Yeah, there is absolutely no shortcut, but we always have to tell what is right, do the right thing as everybody says, saying that, yes, there is a short-term pain, but there is a long-term gain there.

I would also just add that there's a completely separate like business unit consideration for this as well, because Mike, with you at Pfizer, you're also another group that has like a large group of SAS users. And the target group that this is going out to in Janssen is that SAS business unit. So Satish is just one part of this, our adoption effort that goes into the packages that are tidy TLG was just released open source, but that was designed to be able to support Janssen standards to be able to live up to all of that within that group. But then you have all of these business users who have gone through SAS training to get on board with that. And if you start changing everything under foot without bringing them along with you too quickly, then that will also upset the business users in a different way. So there's definitely a balance to strike that you need to consider from an organizational standpoint.

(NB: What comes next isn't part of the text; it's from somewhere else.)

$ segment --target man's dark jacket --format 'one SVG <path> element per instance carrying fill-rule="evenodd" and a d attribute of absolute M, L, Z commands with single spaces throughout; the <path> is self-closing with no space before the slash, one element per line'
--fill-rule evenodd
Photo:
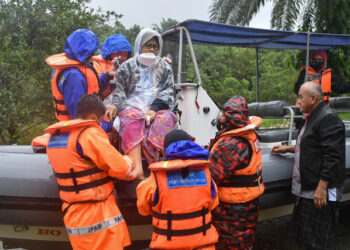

I think the kind of folks involved in reporting clinical trials data want it to be nice, controlled, well-managed, slow-changing, predictable. You know, it's other groups who have more rapid turnaround and the statisticians in some senses and supporting those groups that want the kind of latest, greatest. You know, this has just emerged on CRAN. Now I want it because it solves my problem. But I think, you know, like Satish is saying it, that the process to just simply fold that into the existing framework is not as simple as many people think.

Yeah, it never is. It will take some time to get us there. But the one thing that the users absolutely want is stability. We don't want to introduce changes which will potentially break things. So that's a red flag. That's a no-no. And this is where we spend careful amount of time, you know, substantial amount of time ensuring that care is given to ensuring backward compatibility. We don't break things. And this all, at the end of the day, will depend on how much of IQ-OQ you are willing to go through, how much of effort you are going to put into it. And I think it is well worth it.